Амалии и Кальману Якобу было ясно, что Бог или судьба послали им настоящего вундеркинда, чудо-ребенка, и все силы семьи были брошены на то, чтобы у «мейне голдене Сиги» были все условия для учебы — пусть и в ущерб другим детям.
Несмотря на то что квартира Фрейдов была явно мала для семьи, в которой в 1865 году было уже шестеро детей (а в 1866 году к Сигизмунду и пятерым дочерям прибавился еще один сын — Александр Готхольд Эфраим), для Сиги была огорожена отдельная комнатка. Невзирая на катастрофическую нехватку денег, Сиги покупались все требуемые им книги, а затем, когда он уже был в старших классах, Кальман Якоб вообще разрешил ему открыть кредит в книжной лавке. В последнем классе гимназии Фрейд значительно превысил этот кредит, сумма долга оказалась для Кальмана Якоба почти неподъемной, и только тогда он позволил себе выговорить сыну за безумные траты. Сиги не мог не признать, что отец прав, но унизительный привкус этого разговора запомнил на всю жизнь.

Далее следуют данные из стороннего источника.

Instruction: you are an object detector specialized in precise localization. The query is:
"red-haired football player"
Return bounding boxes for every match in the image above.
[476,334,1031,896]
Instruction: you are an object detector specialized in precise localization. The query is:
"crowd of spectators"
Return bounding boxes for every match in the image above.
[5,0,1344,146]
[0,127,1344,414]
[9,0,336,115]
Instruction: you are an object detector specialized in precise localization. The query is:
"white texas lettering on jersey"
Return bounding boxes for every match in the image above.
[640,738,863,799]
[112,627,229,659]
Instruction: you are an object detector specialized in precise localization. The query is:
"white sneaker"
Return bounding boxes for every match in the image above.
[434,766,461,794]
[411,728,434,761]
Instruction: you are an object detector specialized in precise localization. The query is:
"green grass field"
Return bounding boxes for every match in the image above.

Наконец, когда Сиги заявил, что упражнения старшей сестры Анны на фортепиано мешают ему сосредоточиться на выполнении домашних заданий, занятия Анны музыкой были прекращены.
Хотя, вчитываясь в биографические материалы о Зигмунде Фрейде, можно предположить, что дело было не столько в том, что игра на пианино мешала ему делать уроки, сколько в элементарной зависти к сестре. Дело в том, что, обладая феноменальной памятью и незаурядными способностями в самых разных областях, Фрейд был… начисто лишен музыкального слуха. Он был не в состоянии правильно напеть ни одну мелодию и в своих книгах не раз признается, что в отличие от литературы, живописи и скульптуры музыка никогда не доставляла ему особого эстетического наслаждения.
Возможно, чисто подсознательно требование Фрейда «не мешать ему заниматься» было еще и характерной для любого подростка попыткой проверить, как далеко простираются границы его власти над родителями. Если это так, то проверка показала Сиги, что родители его едва ли не боготворят и ради него готовы пойти на многие жертвы. В том числе — и отказаться дать своим дочерям то воспитание и образование, которое считалось в те годы обязательным для девушки из «приличной» (то есть буржуазной) еврейской семьи.
Это отношение к нему родителей, и прежде всего матери, по мнению Фрейда, и заложило в нем ту основу уверенности в своих силах, которая затем помогла ему с достоинством пройти через холод непризнания и огонь жесточайшей критики. «Если человек в детстве был любимым ребенком своей матери, он всю жизнь чувствует себя победителем и сохраняет уверенность в том, что во всем добьется успеха, и эта уверенность, как правило, его не подводит»[42], — писал Фрейд много лет спустя в эссе «Детское воспоминание из „Поэзии и правды“» (1917).